Posted: Fri Nov 24, 2006 4:08 am
by jasper
Hi,

Lately we're getting a lot of errors on
wCleanupCBOAggregates..JobControl (@AGR_CBO_ORIGINATING): Controller
problem: Error calling DSRunJob(CleanupAgrCBO), code=-14
[Timed out while waiting for an event] .
Before anyone mentions this: I have did a search and found that this is because of an overload of the system. I've also found the post about ecase 70788 (a patch to set DSD.RUN from 60 seconds
to 600 seconds ) which is offcource a workaround, not a solution

However: If I look at the load of our unix server this is not at it's limits when these errors occur(checked number of processes/CPU/memory/disk space), so it seems more of a datastage overload then a server overload.


Does anyone have an idea about the deciding factor in this?
Example is there a difference between
-50 jobs with 2 sequential stages being started together
-2 jobs with 50 sequential stages being started together
- 2 jobs with 5 stages, each using 10 parallel processes.

this way we can check what the best way is to resolve this: do we mainly sequentialize (if that's a word?) the workflows to start less parallel jobs, do we split jobs into multiple smaller jobs, or do we decrease the parallelism inside the jobs?

Posted: Fri Nov 24, 2006 4:17 am
by ArndW
You should activate your APT_DUMP_SCORE variable in order to see how many pids are actually started. This will depend on your APT_CONFIG node configuration as well as whether or not your database is partitioned and you use that functionality.

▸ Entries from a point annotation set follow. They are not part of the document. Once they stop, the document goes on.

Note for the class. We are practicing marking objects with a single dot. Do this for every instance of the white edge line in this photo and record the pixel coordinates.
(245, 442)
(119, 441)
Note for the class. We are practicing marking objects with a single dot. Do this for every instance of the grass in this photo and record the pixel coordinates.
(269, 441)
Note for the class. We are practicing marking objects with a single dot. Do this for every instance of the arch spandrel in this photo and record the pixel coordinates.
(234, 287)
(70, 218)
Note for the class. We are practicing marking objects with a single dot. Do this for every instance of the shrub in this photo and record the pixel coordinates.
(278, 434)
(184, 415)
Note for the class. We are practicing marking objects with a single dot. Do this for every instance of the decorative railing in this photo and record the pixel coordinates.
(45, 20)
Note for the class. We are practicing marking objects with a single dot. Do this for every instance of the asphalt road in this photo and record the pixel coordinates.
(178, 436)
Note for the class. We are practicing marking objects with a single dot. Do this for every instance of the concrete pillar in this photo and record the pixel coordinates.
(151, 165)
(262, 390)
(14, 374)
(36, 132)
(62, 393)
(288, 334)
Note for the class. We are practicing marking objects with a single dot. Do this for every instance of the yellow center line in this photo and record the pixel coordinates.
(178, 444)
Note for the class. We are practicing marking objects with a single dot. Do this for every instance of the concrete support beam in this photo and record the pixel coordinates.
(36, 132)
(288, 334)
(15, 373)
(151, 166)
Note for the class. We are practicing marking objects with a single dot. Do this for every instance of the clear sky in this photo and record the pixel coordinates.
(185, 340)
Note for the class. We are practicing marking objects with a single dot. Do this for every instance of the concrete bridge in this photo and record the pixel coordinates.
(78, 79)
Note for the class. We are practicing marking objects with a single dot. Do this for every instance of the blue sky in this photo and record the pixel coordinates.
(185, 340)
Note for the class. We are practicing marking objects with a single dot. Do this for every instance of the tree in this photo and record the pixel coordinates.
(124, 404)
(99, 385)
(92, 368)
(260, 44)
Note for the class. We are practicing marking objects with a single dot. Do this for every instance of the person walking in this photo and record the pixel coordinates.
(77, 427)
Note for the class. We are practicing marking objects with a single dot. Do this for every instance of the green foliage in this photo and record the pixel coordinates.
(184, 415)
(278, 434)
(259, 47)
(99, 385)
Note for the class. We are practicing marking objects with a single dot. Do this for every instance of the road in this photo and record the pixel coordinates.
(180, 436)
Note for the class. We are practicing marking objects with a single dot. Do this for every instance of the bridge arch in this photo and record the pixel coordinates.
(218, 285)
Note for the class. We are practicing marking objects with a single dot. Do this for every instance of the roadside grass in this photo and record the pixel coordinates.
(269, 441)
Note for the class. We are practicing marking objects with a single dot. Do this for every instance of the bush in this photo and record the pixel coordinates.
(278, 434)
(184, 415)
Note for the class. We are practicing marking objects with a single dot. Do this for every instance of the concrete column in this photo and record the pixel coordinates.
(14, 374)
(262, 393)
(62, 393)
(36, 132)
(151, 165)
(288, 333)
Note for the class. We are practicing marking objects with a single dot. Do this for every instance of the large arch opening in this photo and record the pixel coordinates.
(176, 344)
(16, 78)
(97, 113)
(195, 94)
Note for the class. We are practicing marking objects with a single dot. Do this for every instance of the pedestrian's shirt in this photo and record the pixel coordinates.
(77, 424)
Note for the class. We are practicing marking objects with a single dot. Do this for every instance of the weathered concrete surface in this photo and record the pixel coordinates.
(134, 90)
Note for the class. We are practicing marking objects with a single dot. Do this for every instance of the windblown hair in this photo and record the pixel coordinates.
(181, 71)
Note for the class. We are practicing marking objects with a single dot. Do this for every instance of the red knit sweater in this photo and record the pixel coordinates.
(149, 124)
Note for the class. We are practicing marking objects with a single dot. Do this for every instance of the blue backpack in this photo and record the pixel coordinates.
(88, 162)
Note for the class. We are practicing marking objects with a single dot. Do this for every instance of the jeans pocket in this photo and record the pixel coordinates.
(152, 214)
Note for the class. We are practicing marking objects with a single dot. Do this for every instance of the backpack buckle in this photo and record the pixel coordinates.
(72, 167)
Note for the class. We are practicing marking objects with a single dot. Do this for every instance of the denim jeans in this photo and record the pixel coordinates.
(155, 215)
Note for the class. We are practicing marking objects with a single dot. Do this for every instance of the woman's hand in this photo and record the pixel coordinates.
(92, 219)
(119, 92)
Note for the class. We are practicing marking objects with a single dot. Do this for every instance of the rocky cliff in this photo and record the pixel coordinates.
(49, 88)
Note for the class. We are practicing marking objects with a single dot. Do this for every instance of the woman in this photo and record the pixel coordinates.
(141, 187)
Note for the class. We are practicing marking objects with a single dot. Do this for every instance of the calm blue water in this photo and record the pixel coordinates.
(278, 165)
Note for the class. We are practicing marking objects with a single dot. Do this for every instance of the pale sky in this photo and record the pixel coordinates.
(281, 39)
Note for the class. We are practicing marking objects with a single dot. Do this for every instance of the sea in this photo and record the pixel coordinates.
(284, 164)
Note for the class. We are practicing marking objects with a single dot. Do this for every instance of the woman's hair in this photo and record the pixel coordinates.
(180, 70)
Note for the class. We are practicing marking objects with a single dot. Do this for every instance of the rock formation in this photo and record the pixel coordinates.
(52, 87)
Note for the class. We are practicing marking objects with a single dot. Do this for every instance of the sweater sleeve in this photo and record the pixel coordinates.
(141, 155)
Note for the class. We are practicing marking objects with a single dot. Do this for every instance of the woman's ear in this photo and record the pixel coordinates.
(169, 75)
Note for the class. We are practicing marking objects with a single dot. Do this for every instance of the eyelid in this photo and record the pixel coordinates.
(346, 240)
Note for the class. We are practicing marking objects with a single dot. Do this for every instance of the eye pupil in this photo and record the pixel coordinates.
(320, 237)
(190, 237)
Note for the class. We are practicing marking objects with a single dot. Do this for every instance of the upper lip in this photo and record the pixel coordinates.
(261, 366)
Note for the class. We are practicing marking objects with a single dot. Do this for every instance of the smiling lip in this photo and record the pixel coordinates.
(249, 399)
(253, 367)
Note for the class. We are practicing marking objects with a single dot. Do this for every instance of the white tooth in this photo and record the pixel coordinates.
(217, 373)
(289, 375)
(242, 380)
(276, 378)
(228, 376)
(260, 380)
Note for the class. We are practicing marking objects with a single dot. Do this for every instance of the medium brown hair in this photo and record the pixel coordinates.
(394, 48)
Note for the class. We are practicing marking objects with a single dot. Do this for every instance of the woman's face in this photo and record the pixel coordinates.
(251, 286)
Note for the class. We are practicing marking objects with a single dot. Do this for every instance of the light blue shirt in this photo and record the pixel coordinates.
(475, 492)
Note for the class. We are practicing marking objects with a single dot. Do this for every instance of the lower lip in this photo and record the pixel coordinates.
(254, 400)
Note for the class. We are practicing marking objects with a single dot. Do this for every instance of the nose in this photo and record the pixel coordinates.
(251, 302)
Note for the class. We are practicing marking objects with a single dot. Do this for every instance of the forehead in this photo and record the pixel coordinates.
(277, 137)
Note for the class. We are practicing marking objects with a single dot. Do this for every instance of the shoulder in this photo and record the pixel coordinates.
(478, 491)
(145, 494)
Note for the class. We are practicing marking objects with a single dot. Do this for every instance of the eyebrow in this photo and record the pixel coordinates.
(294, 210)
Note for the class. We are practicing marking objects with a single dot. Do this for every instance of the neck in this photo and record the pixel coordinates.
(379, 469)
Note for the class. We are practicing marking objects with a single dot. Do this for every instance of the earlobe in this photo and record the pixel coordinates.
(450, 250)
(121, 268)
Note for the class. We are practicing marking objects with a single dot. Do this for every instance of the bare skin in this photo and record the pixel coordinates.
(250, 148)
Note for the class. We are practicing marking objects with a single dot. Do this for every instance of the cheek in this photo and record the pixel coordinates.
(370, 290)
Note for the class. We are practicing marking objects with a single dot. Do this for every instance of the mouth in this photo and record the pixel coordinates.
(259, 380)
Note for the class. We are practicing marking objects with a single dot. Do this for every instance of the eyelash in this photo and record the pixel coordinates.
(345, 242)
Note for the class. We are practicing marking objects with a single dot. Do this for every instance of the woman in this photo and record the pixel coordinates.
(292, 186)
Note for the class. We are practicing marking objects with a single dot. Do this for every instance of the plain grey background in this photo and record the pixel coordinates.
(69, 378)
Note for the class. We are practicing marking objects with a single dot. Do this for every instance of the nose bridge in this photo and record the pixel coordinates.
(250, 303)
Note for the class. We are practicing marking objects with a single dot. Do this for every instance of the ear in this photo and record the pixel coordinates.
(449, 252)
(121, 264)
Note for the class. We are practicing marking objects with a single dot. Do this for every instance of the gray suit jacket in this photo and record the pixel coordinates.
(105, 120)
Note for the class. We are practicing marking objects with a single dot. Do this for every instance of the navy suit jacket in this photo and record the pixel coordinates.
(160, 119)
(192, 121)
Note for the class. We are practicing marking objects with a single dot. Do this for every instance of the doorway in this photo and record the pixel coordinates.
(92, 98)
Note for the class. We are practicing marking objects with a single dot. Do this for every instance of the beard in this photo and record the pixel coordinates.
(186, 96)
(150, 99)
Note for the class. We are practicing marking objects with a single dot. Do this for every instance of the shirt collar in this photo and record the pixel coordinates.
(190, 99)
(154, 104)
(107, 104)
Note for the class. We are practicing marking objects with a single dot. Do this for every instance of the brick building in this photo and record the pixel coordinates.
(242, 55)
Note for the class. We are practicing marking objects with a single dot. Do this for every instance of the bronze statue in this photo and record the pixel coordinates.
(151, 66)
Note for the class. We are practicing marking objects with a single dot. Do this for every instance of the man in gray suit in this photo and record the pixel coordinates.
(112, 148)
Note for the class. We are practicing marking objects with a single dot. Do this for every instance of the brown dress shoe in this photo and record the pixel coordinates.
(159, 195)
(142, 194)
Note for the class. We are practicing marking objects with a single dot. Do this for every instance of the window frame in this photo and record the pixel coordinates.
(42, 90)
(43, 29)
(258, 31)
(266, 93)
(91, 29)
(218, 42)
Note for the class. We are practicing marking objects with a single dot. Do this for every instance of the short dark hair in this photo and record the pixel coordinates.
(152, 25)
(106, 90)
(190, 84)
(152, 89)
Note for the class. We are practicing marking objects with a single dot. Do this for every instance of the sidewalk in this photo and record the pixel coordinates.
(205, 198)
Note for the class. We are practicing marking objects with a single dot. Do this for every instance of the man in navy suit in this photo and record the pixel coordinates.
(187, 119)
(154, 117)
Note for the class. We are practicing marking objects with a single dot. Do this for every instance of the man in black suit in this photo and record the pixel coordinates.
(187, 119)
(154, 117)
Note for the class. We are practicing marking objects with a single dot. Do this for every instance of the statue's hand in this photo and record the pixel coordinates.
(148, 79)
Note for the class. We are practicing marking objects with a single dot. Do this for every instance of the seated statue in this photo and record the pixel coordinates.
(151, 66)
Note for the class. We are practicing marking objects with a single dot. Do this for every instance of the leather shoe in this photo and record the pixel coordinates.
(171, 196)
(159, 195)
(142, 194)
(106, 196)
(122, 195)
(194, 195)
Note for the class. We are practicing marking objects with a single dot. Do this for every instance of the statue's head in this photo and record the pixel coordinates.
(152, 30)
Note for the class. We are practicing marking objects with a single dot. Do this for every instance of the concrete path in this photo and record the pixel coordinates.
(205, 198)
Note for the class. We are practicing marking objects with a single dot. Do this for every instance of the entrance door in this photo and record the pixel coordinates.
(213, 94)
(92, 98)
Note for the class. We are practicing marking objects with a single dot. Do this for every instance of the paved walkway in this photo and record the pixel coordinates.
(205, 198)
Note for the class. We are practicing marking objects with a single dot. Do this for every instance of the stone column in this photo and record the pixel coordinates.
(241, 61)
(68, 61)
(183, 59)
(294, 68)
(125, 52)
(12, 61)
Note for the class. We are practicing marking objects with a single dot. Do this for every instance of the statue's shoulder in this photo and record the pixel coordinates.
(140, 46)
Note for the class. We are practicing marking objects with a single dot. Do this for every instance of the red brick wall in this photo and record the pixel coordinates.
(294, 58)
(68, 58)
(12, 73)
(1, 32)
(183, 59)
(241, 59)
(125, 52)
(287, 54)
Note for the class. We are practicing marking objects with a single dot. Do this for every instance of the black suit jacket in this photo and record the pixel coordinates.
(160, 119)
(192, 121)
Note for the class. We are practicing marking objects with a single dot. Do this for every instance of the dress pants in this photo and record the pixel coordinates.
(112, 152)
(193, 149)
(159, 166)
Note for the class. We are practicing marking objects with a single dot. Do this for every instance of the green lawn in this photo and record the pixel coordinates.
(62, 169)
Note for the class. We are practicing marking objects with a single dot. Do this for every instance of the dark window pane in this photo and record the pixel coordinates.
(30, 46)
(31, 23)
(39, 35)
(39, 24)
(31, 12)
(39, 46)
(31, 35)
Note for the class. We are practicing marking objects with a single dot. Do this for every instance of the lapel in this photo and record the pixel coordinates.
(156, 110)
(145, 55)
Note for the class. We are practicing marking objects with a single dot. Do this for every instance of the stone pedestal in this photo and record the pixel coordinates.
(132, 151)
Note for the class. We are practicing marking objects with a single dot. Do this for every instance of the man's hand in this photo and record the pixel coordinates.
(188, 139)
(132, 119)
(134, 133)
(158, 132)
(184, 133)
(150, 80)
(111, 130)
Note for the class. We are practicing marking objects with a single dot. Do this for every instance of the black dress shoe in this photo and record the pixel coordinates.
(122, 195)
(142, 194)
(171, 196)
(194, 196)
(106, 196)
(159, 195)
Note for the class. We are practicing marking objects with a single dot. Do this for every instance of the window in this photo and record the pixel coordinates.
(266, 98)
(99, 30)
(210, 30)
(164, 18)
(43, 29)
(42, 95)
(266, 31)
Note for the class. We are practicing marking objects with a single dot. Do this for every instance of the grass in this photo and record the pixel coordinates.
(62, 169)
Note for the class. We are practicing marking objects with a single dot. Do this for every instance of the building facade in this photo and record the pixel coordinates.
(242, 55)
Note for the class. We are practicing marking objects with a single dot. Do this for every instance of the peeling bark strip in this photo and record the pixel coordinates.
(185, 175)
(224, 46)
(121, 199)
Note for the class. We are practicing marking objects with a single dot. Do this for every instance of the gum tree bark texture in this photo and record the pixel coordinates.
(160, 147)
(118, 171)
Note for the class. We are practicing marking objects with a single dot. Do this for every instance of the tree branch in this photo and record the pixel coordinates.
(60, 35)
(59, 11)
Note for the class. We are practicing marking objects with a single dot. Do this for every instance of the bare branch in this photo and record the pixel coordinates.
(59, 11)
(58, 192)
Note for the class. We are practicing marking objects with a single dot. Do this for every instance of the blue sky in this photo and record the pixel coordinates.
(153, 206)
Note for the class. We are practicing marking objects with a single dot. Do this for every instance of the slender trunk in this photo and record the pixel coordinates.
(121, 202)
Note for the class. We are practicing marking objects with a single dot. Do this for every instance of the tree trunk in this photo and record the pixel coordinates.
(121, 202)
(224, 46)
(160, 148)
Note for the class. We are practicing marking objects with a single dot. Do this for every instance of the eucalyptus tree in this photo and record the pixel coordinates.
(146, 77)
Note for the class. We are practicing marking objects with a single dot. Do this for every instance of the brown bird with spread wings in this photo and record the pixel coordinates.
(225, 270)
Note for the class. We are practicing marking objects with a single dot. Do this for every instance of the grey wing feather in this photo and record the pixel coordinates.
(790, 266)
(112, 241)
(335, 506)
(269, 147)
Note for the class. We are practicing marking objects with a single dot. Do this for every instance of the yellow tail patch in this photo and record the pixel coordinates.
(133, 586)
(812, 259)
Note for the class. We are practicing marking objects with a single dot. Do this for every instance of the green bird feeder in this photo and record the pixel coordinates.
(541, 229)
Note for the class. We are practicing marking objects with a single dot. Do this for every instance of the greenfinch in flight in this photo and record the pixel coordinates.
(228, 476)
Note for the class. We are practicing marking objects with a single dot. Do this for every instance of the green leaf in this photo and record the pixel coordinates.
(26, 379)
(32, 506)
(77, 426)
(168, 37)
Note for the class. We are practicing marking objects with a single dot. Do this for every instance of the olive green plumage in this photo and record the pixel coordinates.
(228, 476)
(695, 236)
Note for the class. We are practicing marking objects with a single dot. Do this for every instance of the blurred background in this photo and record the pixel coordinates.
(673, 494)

Increasing/decreasing the number of nodes in your configuration file will make a significant difference in number of process fired off by PX and in many cases it is more efficient to use a 1-node configuration (even on a system with many CPUs) than a 4-node or more configuration.

Posted: Fri Nov 24, 2006 12:58 pm
by ray.wurlod
Use some of the other reporting environment variables, to capture the process IDs of the player processes and their memory consumption. Relate these back to your UNIX system monitoring.